Согласно математической структуре, лежавшей в основе введённого Эйнштейном четырёхмерного пространственно-временного измерения (четвёртым измерением является Время), геометрия Вселенной являлась не только искажённой, но и, кроме того, допускала существование даже более чем трёх пространственных измерений. Тем не менее, некоторые из геометрических понятий, использованных в Теории относительности Эйнштейна, какими бы новаторскими они ни были, уже существовали в течении нескольких десятилетий. Его открытие кривизны пространства-времени принципиально основано на радикальном разрыве со школьной геометрией Евклида. В конце 1820-ых годов венгр Янош Бо́йяи (1802-1860) и российский учёный Николай Лобаче́вский (1792-1856) одновременно пришли к математически непротиворечащей, последовательной альтернативе Евклидовой геометрии, которая впоследствии получила название «Гиперболическая геометрия» и была сосредоточена вокруг развенчания пресловутого постулата Евклида о параллельных линиях. До этого времени геометры на протяжении более 2000 лет не могли подтвердить или опровергнуть аксиоматическое утверждение Евклида о том, что две параллельные прямые никогда не пересекаются и что сумма углов треугольника всегда равна 180⁰ градусам.
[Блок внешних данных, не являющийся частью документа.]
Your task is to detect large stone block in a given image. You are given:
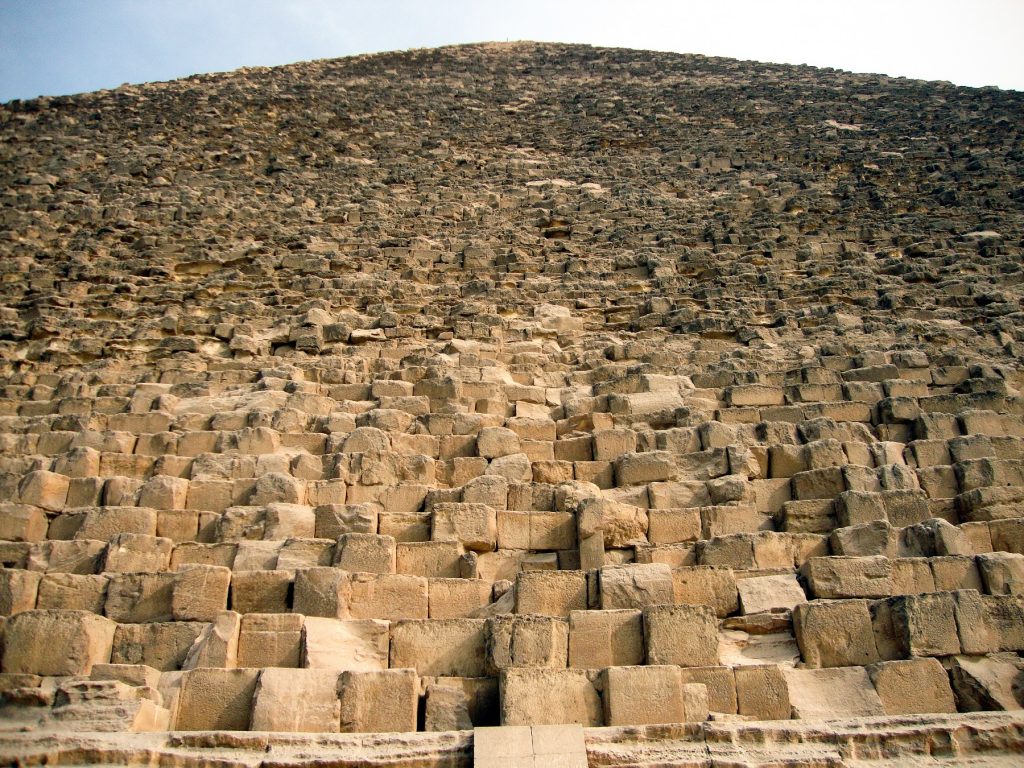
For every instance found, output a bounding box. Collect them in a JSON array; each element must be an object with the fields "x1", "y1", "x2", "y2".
[
  {"x1": 603, "y1": 665, "x2": 692, "y2": 725},
  {"x1": 568, "y1": 609, "x2": 643, "y2": 669},
  {"x1": 737, "y1": 574, "x2": 807, "y2": 614},
  {"x1": 734, "y1": 664, "x2": 790, "y2": 720},
  {"x1": 431, "y1": 503, "x2": 497, "y2": 552},
  {"x1": 672, "y1": 566, "x2": 738, "y2": 617},
  {"x1": 793, "y1": 599, "x2": 880, "y2": 667},
  {"x1": 114, "y1": 621, "x2": 207, "y2": 671},
  {"x1": 250, "y1": 668, "x2": 341, "y2": 732},
  {"x1": 230, "y1": 569, "x2": 292, "y2": 614},
  {"x1": 870, "y1": 592, "x2": 960, "y2": 660},
  {"x1": 867, "y1": 658, "x2": 956, "y2": 715},
  {"x1": 334, "y1": 533, "x2": 396, "y2": 573},
  {"x1": 237, "y1": 612, "x2": 303, "y2": 668},
  {"x1": 515, "y1": 570, "x2": 587, "y2": 617},
  {"x1": 487, "y1": 615, "x2": 569, "y2": 670},
  {"x1": 679, "y1": 666, "x2": 737, "y2": 714},
  {"x1": 643, "y1": 604, "x2": 719, "y2": 667},
  {"x1": 302, "y1": 616, "x2": 389, "y2": 671},
  {"x1": 35, "y1": 573, "x2": 108, "y2": 613},
  {"x1": 0, "y1": 569, "x2": 41, "y2": 616},
  {"x1": 176, "y1": 668, "x2": 259, "y2": 730},
  {"x1": 338, "y1": 668, "x2": 418, "y2": 732},
  {"x1": 784, "y1": 666, "x2": 884, "y2": 720},
  {"x1": 2, "y1": 609, "x2": 115, "y2": 675},
  {"x1": 347, "y1": 572, "x2": 428, "y2": 621},
  {"x1": 802, "y1": 556, "x2": 893, "y2": 599},
  {"x1": 390, "y1": 618, "x2": 488, "y2": 677},
  {"x1": 499, "y1": 668, "x2": 602, "y2": 726},
  {"x1": 172, "y1": 565, "x2": 230, "y2": 621},
  {"x1": 104, "y1": 572, "x2": 175, "y2": 623},
  {"x1": 600, "y1": 563, "x2": 673, "y2": 609}
]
Справа: сферическая неевклидова геометрия Римана. На сфере сумма углов треугольника не равна 180⁰, поверхность сферы не является евклидовым пространством. >>>
Гениальный подвиг Бойяи и Лобачевского состоял в доказательстве того, что возможна последовательная концептуализация пространства, в котором треугольник может быть образован тремя острыми углами, а параллельные прямые всегда расходятся друг с другом. Эти открытия положили начало Новой Геометрии, казавшейся совершенно несовместимой с феноменологическим восприятием космического пространства. Пусть и теоретически, пространство вдруг приобрело отчуждающие свойства, ещё сильнее укрепившиеся, когда немецкий математик Бернхард Риман (1826-1866) теоретизировал привычную трёхмерную Евклидову геометрию всего лишь как один из частных случаев изучения существующих n-мерных многообразий. В то время как Бойяи и Лобачевский вызвали призрак причудливо искажённого пространства, математика дифференциальной геометрии Римана допускала бесконечное число ещё более высоких пространственных измерений (прим., — см. Введение в Неевклидову геометрию итальянского математика Робе́рто Боно́ла, 1874-1911, — «Неевклидова геометрия: критическое и историческое исследование её развития», 1955). Там, где «Элементы» Евклида доминировали в мировом научном дискурсе более двух тысяч лет, Лавкрафт представляет мифологическую историю своей вселенной в вымышленном «Некрономиконе». Искажённое геометрическое наследие Лавкрафтовского мира становится очевидным, когда он решает включить в свои произведения фигуру реально существовавшего астронома и алхимика 16-го века, первоначального английского редактора трудов Евклида, — Джона Ди (1527-1609), в качестве первого британского переводчика оккультной науки о сверхъестественном, подробно изложенной в «Некрономиконе» (прим., — см. Томас Халл, «Г.Ф. Лавкрафт: Ужас в Высших измерениях», 2006). Таким образом, возникает побуждение представить себе вселенную Лавкрафта как альтернативную реальность, математическая история которой опирается на «неизвестную инверсную (противоположную) геометрию» Некрономикона (Г.Ф. Лавкрафт, «Врата Серебряного ключа»), в то время как наша реальность основана на Евклидовых параллелях.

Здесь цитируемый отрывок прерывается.